Give the buddy an explicit mandate: check in daily or every other day for the first 30 days. This doesn't need to be a formal call, a quick Slack message ('anything you're stuck on?') is enough. The mandate matters because without it, busy colleagues default to assuming the new hire is fine unless they hear otherwise. Remote new hires often won't signal distress; the buddy's job is to create space for it.

Pick the buddy thoughtfully. They should be experienced enough to answer questions accurately, patient enough to handle the volume of questions a new hire has, and not so busy that the commitment is a burden. The buddy role takes real time in the first month, factor that into their workload.

30-60-90 check-ins: what to cover

The 30-day check-in focuses on orientation and integration. Key questions: Have they learned the core tools and processes? Are there access or setup issues still outstanding? Are they connected to the team, do they feel like they know their colleagues? Is there anything that's been unclear or confusing that nobody has addressed yet? This check-in is diagnostic; the goal is to surface and fix anything that would otherwise compound over the next 60 days.

The 60-day check-in focuses on contribution. Are they contributing independently on their core tasks? What do they still need to do their job well? Are there skills gaps or missing context that's limiting their effectiveness? This is also a good time to revisit the role expectations from the offer: do the actual responsibilities match what they were told? If there's a gap, address it directly. Remote hires who feel misled about their role scope often leave between months two and four.

The 90-day check-in is the performance and fit conversation. Are they meeting expectations? Do you want to retain them? Do they want to stay? Ask the latter explicitly, 'How are you finding the role at this point? Is it what you expected?' A new hire who answers that question honestly and gets a genuine response from their manager is more likely to raise concerns proactively in the future. See our new employee onboarding checklist for the full onboarding framework, and our guide on cross-training employees for how to build team resilience after the hire is settled.

Frequently asked questions

How is remote onboarding different from in-person onboarding?

Remote onboarding lacks the ambient context of an office, new hires can't overhear how things work, read room dynamics, or receive passive coaching by proximity. Everything implicit in an office needs to be made explicit remotely. You also lose passive monitoring: confusion and disengagement are invisible until they surface in missed deliverables.

When should I send equipment to a remote hire?

Equipment should arrive two to three business days before the start date. Ship it with enough courier lead time to account for delays, and confirm delivery before Day 1. A new hire who starts without a working computer or system access has a bad first impression that is entirely preventable.

Do I need to pay for a remote employee's home office equipment in Canada?

Ontario's Employment Standards Act does not explicitly require employers to cover home office costs, but Canada Revenue Agency allows employees who work from home to claim expenses. Some employers provide a home office allowance or stipend, this is increasingly expected as a condition of employment for remote roles. Review your offer letter to be explicit about what you will and won't provide.

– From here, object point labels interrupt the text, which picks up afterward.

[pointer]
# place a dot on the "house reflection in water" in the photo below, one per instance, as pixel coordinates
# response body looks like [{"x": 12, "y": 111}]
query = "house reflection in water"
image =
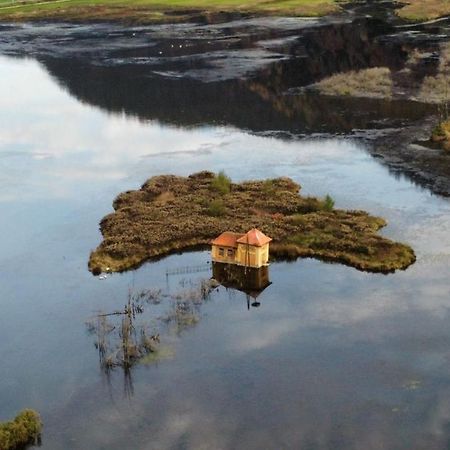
[{"x": 250, "y": 280}]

How often should I check in with a remote employee in their first month?

More often than you think you need to. Daily brief check-ins in the first two weeks, moving to every-other-day in weeks three and four, is not excessive, it's appropriate for a period when the new hire has the highest density of questions and the least context to resolve them independently.

What should a remote onboarding buddy do?

The buddy's job is to be the informal questions channel, the person the new hire can message about things they'd be embarrassed to ask their manager. The buddy should check in every day or two for the first 30 days. They should be experienced, patient, and not so overloaded that the commitment is a burden. Give them explicit instructions; without a mandate, busy colleagues assume no news is good news.